Susceptibility artefact is produced by agents that disrupt the local magnetic field due to their ability to become magnetized, e.g. ferromagnetic materials or blood degradation products. This results in dephasing at the agent's interface resulting in signal loss or void and is most prominent on gradient echo sequences as the gradient reversal is unable to compensate for the phase difference. Implants also cause distortion of the magnetic field and can complicate interpretation.

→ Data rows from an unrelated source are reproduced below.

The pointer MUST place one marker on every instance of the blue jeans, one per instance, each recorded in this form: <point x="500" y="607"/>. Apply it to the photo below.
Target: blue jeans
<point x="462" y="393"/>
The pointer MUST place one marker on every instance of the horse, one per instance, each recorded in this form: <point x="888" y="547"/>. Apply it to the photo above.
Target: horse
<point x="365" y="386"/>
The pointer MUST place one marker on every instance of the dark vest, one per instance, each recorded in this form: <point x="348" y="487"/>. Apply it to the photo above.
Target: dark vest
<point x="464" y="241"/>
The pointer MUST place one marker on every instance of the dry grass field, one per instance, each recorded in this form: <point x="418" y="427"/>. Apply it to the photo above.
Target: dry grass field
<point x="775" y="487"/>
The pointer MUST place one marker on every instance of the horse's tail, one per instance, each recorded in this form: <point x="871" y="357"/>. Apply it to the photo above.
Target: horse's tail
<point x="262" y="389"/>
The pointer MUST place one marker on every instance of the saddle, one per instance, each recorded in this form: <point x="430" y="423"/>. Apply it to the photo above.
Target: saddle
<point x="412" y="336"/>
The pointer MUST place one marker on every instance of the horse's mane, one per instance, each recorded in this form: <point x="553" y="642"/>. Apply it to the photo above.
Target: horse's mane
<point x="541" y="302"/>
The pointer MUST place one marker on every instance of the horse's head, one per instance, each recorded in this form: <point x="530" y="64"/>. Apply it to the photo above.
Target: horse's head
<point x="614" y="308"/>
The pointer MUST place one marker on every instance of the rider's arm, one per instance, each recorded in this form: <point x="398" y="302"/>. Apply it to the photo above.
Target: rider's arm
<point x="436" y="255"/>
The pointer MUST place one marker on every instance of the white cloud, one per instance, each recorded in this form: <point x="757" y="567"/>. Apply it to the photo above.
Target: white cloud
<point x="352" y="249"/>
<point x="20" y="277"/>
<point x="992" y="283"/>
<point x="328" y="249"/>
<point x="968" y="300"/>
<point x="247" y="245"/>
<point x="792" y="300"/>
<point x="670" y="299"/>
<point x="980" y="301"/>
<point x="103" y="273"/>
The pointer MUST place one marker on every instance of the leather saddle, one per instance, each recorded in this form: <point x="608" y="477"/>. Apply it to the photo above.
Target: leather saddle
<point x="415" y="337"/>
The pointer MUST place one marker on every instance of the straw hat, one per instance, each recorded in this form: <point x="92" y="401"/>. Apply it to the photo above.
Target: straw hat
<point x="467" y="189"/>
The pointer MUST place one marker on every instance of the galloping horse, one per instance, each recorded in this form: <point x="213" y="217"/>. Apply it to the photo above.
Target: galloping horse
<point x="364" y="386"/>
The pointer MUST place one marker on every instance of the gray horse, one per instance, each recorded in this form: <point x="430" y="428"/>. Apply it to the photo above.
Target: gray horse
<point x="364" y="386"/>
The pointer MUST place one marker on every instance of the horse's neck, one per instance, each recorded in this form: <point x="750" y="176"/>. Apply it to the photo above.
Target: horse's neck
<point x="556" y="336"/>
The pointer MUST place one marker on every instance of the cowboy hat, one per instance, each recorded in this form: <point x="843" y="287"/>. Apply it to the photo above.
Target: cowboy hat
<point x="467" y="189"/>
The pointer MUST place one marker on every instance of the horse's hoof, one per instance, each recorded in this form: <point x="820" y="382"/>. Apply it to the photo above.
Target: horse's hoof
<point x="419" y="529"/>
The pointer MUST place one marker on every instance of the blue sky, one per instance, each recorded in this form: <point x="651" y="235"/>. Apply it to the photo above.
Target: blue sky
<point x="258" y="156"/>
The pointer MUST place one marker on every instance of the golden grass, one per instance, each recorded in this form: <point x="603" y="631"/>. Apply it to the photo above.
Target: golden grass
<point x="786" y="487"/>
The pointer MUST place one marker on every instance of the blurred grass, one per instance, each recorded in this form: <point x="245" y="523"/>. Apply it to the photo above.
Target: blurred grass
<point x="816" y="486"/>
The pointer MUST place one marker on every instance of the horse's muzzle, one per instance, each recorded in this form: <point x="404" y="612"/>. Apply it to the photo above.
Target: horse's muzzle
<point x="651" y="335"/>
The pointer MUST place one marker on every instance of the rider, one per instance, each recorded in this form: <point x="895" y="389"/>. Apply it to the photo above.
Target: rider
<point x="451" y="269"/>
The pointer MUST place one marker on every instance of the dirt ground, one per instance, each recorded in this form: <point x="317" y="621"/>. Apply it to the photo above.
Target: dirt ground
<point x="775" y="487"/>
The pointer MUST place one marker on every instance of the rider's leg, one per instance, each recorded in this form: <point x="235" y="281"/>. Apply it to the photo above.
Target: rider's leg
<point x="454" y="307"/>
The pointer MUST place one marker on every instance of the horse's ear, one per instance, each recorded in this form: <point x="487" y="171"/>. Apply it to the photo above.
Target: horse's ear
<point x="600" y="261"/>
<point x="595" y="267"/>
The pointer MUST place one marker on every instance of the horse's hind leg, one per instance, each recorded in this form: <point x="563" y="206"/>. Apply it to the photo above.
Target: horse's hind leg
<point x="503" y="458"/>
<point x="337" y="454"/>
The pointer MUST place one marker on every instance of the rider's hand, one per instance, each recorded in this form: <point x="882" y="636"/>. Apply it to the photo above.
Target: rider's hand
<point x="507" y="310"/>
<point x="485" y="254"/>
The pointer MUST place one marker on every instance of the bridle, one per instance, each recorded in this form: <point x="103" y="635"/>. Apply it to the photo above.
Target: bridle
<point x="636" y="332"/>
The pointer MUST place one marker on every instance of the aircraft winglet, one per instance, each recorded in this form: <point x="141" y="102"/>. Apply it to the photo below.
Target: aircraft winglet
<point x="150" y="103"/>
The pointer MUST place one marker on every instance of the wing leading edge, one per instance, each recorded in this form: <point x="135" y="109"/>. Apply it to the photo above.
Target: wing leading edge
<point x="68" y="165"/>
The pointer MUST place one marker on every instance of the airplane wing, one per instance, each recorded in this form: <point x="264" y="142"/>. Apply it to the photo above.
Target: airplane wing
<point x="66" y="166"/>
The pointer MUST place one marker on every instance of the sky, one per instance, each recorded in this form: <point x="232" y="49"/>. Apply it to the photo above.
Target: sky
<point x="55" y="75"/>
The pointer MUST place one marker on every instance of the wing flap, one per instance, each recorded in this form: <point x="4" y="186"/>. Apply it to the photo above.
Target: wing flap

Within each voxel, the signals received are averaged creating the potential for volume averaging artefacts. Increased slice thickness and the poorer resolution of sMRI exacerbate this process [140]. A common example occurs in the metacarpal/metatarsal condyles where the curvature and thin articular cartilage can be susceptible to volume averaging artefacts.
Clinical Indications
The decision to use MRI in the equine fracture patient is multifactorial, but prior regionalization of the injury is a prerequisite. Lesion location, patient comfort level and the type of system available are all determinants. In the absence of definitive radiographic findings, the commonality of fracture location in horses in training (carpus, fetlock and pastern) means that sMRI can provide a safe method to determine the presence, suspicion or absence of features supportive of a fracture (Figure 5.12). MRI has also proved beneficial in sports horses for fractures when there are discrete clinical findings, but radiographs have been negative [141] or following localization with diagnostic analgesia, again with negative radiographic and ultrasonographic findings (Figure 5.13). In addition to assisting in diagnosis, MRI also gives an insight into the health of subchondral bone [142]. When considering the bone stress injury continuum, a BML depicting stress reaction at a predilection site for an exercise‐related fracture can represent prodromal damage [88, 143]. Following the bone’s normal pathogenetic response, a discernible fracture line may, in time, become evident [144] and demonstrate a lesion that requires surgical intervention. MRI under general anaesthesia is not usually indicated in suspected equine fractures.
Limitations
The principal limitations in equine fracture detection are lesion location, acquisition time, motion artefact and low SNRs associated with STIR sequences in sMRI. The low signal intensity of normal compact bone complicates the detection of subtle non‐displaced cortical fractures [145]. This is particularly important if secondary signs of fracture such as intra‐osseous fluid accumulation are not identified. In addition, the low signal intensity of compact bone, tendon and ligament can make avulsed bone fragments difficult to identify [146]. In general, identification of any small osseous or osteochondral fragment can be difficult if the fragment is near to compact bone or intact collagen. The requirement for multiple coil placement for the evaluation of long fractures in sMRI has both time and sedation implications [145].